Note: Only Ed25519 keys are supported for this feature.

If you do not want to specify apiKey and signature in each individual request, you can authenticate your API key for the active WebSocket session.

Once authenticated, you no longer have to specify apiKey and signature for those requests that need them. Requests will be performed on behalf of the account owning the authenticated API key.

Note: You still have to specify the timestamp parameter for SIGNED requests.

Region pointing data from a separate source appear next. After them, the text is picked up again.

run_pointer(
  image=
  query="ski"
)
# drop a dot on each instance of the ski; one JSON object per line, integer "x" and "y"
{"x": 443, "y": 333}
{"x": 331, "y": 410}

Authenticate after connection

You can authenticate an already established connection using session authentication requests:

  • session.logon – authenticate, or change the API key associated with the connection
  • session.status – check connection status and the current API key
  • session.logout – forget the API key associated with the connection

Regarding API key revocation:

If during an active session the API key becomes invalid for any reason (e.g. IP address is not whitelisted, API key was deleted, API key doesn't have correct permissions, etc), after the next request the session will be revoked with the following error message:

{
"id": null,
"status": 401,
"error": {
"code": -2015,
"msg": "Invalid API-key, IP, or permissions for action."
}
}

Authorize ad hoc requests

Only one API key can be authenticated with the WebSocket connection. The authenticated API key is used by default for requests that require an apiKey parameter. However, you can always specify the apiKey and signature explicitly for individual requests, overriding the authenticated API key and using a different one to authorize a specific request.

For example, you might want to authenticate your USER_DATA key to be used by default, but specify the TRADE key with an explicit signature when placing orders.